The Company, as a result of its global operating and financing
activities, is exposed to changes in foreign currency exchange rates,
commodity prices, and interest rates which may adversely affect its
results of operations and financial position. The Company manages such
exposures, in part, with derivative financial instruments. The fair value of
these derivative contracts is reported in other current assets or accounts
payable and other current liabilities.
Foreign currency forward contracts are used to hedge existing
foreign currency denominated assets and liabilities, especially those of
the Company’s International Treasury Center, as well as forecasted
foreign currency denominated intercompany sales. Silver forward
contracts are used to mitigate the Company’s risk to fluctuating silver
prices. The Company’s exposure to changes in interest rates results from
its investing and borrowing activities used to meet its liquidity needs.
Long-term debt is generally used to finance long-term investments, while
short-term debt is used to meet working capital requirements. An interest
rate swap agreement was used to convert some floating-rate debt to
fixed-rate debt. The Company does not utilize financial instruments for
trading or other speculative purposes.
On January 1, 2000, the Company adopted SFAS No. 133,
“Accounting for Derivative Instruments and Hedging Activities.” This
statement requires that an entity recognize all derivatives as either
assets or liabilities and measure those instruments at fair value. If
certain conditions are met, a derivative may be designated as a hedge.
The accounting for changes in the fair value of a derivative depends on
the intended use of the derivative and the resulting designation.
The transition adjustment was a loss of $1 million recorded in other
income (charges) for marking foreign exchange forward contracts to fair
value, and an unrealized gain of $3 million recorded in other
comprehensive income for marking silver forward contracts to fair value.
These items were not displayed in separate captions as cumulative
effects of a change in accounting principle, due to their immateriality.

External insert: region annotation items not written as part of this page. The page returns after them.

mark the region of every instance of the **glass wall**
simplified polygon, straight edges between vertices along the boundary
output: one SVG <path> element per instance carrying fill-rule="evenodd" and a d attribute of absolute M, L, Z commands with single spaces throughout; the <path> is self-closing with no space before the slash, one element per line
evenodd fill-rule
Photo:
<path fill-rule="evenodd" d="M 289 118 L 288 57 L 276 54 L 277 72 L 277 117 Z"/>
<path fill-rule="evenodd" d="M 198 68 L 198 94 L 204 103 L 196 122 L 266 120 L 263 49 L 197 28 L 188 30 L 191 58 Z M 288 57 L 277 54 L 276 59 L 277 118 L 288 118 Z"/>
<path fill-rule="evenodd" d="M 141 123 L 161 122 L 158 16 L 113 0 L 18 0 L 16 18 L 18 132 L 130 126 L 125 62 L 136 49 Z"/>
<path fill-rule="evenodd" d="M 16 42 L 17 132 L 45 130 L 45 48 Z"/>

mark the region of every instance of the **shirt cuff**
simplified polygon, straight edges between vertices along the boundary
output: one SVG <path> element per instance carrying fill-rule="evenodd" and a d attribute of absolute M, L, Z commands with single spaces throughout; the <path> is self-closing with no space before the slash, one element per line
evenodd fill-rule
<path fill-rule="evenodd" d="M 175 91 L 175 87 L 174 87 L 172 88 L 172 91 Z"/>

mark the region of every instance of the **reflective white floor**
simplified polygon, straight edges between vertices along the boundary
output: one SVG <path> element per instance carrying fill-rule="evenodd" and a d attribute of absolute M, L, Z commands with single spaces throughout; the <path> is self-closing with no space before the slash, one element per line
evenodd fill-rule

The fair value of the contracts is reported in other current assets or in
current liabilities.
The Company has entered into foreign currency forward contracts
that are designated as cash flow hedges of exchange rate risk related to
forecasted foreign currency denominated intercompany sales. At
December 31, 2001, the Company had cash flow hedges for the Euro, the
Canadian dollar, the Australian dollar, and the Korean won, with maturity
dates ranging from January 2002 to July 2002.